Additionally, immuno-compromised patients, patients with intravenous catheters, patients receiving broad spectrum antibiotics, patients on respirators or other inhalation therapy devices are the ones that are at high risk of contracting sepsis within the ICUs.
Which are the common sites of infection in patients that result in sepsis?
The common sites for infection in patients that might end up in sepsis include lungs in the form of pneumonia; urinary tract from pyelonephritis and the intestinal tract originating from intraabdominal abscess.
Can you give some statistics on mortality in patients with sepsis on the global front?

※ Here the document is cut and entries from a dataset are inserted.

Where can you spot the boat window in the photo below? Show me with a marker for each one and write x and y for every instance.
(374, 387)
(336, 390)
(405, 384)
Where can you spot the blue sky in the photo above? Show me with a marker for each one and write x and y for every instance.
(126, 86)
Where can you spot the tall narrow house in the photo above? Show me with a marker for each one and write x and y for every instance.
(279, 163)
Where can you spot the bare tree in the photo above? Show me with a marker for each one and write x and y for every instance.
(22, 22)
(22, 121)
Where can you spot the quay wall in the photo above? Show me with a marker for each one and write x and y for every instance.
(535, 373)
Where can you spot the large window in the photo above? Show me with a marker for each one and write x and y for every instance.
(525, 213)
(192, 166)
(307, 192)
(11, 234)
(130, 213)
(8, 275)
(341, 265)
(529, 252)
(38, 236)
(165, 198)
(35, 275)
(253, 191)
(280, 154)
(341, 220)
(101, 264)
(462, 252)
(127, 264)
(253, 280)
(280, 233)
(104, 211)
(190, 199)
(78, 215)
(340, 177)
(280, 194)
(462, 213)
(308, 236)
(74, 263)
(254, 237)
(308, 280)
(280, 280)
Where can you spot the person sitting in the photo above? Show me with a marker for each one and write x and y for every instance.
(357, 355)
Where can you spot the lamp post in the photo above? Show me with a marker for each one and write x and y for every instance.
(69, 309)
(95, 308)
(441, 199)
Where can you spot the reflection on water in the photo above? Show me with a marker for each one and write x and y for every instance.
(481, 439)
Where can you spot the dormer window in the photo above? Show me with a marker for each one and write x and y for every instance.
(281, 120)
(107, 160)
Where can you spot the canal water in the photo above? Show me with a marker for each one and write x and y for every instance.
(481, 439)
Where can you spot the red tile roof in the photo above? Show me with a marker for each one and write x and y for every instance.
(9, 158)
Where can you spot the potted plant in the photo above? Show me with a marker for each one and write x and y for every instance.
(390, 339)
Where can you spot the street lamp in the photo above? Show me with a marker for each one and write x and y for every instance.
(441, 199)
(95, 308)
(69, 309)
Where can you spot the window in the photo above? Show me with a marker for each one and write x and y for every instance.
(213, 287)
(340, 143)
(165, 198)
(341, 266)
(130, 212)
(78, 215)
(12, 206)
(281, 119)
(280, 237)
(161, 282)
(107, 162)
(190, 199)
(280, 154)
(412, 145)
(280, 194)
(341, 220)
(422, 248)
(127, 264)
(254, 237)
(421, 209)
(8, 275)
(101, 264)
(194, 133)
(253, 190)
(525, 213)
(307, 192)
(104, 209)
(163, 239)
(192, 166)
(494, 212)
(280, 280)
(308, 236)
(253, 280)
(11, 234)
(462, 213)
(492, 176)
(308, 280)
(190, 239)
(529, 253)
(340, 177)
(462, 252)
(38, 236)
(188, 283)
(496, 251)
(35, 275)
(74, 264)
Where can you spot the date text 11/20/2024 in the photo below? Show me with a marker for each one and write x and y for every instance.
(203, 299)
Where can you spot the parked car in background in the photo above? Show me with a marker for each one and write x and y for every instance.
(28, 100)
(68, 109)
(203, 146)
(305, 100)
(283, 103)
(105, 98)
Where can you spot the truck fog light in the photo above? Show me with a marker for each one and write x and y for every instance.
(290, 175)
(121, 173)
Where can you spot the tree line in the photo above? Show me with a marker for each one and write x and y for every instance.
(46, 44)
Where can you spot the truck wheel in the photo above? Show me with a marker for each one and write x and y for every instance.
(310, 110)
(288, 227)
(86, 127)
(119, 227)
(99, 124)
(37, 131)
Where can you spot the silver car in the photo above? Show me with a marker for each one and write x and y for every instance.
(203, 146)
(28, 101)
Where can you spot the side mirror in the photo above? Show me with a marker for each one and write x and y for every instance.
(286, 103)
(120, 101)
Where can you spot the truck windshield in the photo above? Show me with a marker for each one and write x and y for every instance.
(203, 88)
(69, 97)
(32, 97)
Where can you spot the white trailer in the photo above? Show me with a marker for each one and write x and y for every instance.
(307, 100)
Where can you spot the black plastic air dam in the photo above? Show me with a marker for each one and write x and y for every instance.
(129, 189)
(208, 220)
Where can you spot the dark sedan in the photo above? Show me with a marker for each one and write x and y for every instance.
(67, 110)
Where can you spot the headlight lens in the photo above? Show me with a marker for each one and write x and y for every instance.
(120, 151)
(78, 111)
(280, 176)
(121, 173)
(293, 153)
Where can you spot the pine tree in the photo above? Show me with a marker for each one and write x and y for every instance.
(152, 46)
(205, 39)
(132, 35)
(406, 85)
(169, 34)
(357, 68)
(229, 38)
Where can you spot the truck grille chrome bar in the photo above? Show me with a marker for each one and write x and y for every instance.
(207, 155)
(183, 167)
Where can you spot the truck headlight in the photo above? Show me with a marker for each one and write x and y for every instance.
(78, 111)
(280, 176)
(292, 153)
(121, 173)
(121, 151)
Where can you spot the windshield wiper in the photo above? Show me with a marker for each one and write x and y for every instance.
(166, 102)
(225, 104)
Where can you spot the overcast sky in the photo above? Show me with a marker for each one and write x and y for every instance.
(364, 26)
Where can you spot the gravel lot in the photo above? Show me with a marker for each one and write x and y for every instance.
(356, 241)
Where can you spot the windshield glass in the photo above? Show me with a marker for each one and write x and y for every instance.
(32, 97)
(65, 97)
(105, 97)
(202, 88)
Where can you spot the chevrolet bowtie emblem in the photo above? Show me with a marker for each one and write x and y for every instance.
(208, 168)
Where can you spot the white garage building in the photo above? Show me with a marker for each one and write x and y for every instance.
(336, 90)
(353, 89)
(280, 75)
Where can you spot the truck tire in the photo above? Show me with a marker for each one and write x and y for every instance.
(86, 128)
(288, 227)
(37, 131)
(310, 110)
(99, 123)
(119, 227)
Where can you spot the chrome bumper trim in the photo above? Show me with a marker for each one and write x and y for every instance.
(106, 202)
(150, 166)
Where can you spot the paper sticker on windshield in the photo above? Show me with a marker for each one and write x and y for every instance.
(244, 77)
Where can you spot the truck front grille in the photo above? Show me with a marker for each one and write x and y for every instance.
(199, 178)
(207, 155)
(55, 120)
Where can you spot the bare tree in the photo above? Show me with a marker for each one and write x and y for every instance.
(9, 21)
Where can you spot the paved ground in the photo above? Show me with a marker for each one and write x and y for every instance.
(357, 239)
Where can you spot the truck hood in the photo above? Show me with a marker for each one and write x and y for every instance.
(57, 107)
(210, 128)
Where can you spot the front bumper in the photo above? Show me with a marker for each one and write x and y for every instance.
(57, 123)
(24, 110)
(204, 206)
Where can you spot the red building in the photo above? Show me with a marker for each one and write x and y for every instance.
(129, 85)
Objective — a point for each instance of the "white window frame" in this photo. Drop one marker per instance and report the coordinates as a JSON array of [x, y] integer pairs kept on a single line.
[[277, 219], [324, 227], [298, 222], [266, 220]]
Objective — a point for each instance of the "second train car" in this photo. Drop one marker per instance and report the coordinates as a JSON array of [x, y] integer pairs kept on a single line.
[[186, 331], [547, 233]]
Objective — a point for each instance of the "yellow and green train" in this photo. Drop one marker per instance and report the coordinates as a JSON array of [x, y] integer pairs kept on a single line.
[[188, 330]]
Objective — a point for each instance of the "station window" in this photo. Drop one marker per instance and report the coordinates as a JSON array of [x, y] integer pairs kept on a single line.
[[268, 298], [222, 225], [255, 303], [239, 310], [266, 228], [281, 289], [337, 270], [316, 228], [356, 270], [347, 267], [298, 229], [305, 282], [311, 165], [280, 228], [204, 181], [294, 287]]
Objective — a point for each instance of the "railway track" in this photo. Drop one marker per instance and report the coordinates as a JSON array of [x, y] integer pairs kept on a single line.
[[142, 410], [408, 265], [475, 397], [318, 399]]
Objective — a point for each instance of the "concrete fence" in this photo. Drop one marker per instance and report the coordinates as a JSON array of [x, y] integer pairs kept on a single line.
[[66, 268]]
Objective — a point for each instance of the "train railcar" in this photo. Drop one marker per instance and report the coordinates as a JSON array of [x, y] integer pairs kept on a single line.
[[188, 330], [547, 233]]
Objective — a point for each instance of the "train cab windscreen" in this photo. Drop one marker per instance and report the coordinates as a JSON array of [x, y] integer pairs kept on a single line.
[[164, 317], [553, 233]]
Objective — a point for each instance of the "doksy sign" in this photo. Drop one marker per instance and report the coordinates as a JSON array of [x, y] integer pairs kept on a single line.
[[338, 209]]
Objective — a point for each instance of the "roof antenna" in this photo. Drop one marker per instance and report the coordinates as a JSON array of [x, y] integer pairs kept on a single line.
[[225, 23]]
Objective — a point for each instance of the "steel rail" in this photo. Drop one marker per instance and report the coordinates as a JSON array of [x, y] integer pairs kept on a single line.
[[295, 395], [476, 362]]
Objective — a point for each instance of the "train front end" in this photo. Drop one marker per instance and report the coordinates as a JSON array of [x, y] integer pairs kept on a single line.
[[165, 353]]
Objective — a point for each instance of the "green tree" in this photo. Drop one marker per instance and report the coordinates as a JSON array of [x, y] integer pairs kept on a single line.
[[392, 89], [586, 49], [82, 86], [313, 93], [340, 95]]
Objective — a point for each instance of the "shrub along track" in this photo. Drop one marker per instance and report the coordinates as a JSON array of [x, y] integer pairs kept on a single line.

The number of deaths as a result of sepsis has been increasing ever since. The four major factors responsible for this rise in the incidence of sepsis are:
- Rise in the number of organ transplants and other surgical procedures that require suppressing the patient’s immune system
- Increase in the number of elderly people in the population
- Overuse of antibiotics to treat infectious illnesses, resulting in the development of drug-resistant bacteria.
It is commonly stated that two to 30 per cent of patients with severe sepsis will not survive, but this can vary enormously with as many as 70 per cent of patients in resource-limited countries dying.
Can you tell us about your research in sepsis management?
My work and that of BD Diagnostics is involved with improved diagnostics – more rapid detection through improved blood culture technology of the bacteria and fungi responsible for sepsis, rapid identification of the pathogens with mass spectrometry, and rapid antimicrobial susceptibility test results to guide therapy with automated platforms such as the BD Phoenix system.
How can hospitals help in reduction of sepsis cases within ICUs? And what precautions should hospitals take in this regard?
Hospitals should come up with defined policies to reduce the use of broad spectrum antibiotics; limit the use of intravenous catheters, urinary catheters and inhalation therapy. Also, they should implement standardised diagnostic and therapeutic approaches for the management of patients with suspected sepsis.